So, ketimbang cuma ngeliatin orang lain (yang aslinya saja kita juga nggak tahu aslinya kayak gimana, karena kita cuma melihat mereka dari media sosial atau dari kejauhan saja), lebih baik saya gunakan waktu saya untuk berproses kreatif ala saya sendiri. Saya tetapkan standar kreativitas saya sendiri, saya melakukan hal-hal yang bikin saya bahagia, dan akhirnya bisa berhenti sama sekali membandingkan diri dengan orang lain.
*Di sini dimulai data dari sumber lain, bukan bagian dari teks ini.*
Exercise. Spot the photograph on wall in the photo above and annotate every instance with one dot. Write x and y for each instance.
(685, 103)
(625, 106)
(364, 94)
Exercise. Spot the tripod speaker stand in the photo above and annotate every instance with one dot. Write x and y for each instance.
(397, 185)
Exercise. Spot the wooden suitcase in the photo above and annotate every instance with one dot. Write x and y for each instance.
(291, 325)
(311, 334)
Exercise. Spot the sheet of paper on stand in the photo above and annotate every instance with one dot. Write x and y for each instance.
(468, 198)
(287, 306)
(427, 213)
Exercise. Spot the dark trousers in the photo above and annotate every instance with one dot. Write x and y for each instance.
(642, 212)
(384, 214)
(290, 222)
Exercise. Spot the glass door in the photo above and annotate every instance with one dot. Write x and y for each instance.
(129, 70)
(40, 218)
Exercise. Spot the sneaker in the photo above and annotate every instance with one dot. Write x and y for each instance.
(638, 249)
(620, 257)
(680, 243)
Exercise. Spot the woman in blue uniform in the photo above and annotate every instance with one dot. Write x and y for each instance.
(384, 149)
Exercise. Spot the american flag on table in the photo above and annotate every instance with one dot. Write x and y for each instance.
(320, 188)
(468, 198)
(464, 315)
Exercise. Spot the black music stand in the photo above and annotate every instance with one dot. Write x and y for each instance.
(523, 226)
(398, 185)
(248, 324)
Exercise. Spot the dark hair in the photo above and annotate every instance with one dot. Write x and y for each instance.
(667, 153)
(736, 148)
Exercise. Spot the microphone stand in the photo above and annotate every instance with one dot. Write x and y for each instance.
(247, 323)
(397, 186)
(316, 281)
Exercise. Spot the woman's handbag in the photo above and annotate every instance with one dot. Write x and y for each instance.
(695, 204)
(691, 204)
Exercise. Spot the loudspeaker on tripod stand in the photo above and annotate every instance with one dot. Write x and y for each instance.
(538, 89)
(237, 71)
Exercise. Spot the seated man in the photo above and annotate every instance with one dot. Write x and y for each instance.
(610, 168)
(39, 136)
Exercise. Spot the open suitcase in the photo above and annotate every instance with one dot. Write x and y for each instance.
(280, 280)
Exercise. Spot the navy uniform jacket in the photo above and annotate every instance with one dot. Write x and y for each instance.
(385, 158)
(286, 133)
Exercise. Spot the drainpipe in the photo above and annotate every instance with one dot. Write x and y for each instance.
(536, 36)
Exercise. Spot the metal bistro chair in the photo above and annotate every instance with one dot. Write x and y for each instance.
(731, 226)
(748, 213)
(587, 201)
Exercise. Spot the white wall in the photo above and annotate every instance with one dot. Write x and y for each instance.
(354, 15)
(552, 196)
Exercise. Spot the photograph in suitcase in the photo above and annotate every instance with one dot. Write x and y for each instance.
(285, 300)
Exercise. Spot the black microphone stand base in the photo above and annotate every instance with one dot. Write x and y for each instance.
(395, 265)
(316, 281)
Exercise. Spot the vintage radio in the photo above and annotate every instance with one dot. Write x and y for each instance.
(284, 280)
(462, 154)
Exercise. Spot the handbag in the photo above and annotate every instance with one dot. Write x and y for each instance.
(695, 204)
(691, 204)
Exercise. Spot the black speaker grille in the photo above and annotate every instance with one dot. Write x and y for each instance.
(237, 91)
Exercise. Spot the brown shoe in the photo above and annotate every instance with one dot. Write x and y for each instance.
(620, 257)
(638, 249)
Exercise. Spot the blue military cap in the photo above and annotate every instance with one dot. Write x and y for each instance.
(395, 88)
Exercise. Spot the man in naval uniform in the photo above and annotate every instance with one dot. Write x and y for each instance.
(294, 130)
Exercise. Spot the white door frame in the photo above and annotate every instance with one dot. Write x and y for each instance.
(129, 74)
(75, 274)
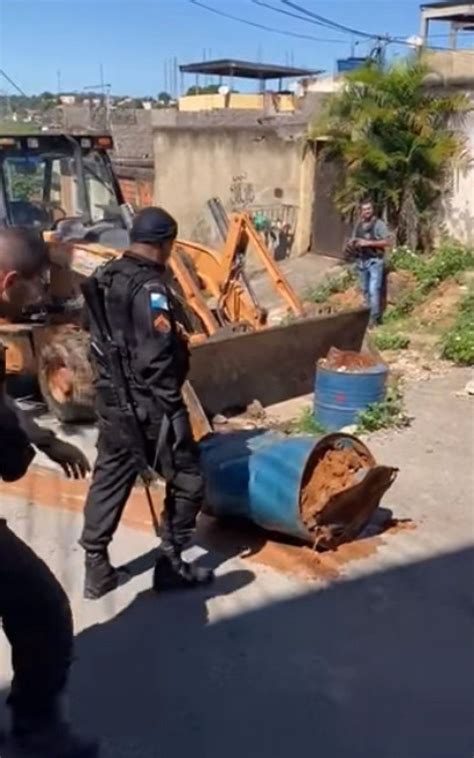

I make my own path and be consistent.
Kita nggak perlu sama dengan orang lain kok, Maks. We can be ourself, yang berbeda dan punya peran tersendiri di mana pun kita berada.
5. Nggak tahan kritik
Feedback itu selalu baik bagi diri kita. Tapi, feedback itu memang ada dua macam: kritik dan cela. Nah, keduanya punya batas tipis yang sama memang ya. Hehehe.
Saya ingat tulisan Mbak Okke Sepatumerah, seorang penulis novel dan blogger, di salah satu postingannya di blog.
Nyela adalah ketika kau mematahkan semangat orang dengan kata-katamu. Ngritik adalah ketika kau meyakinkan orang lain bahwa ia bisa melakukannya dengan lebih baik.
Antara ‘Ih, jelek banget sih ini?’ dengan ‘Ini masih bisa disempurnakan lagi.’ beda dong ya?
Nyela ketika kau ‘menyerang’ seseorang, ngritik adalah ketika kau fokus pada pekerjaannya, bukan pada dia secara personal.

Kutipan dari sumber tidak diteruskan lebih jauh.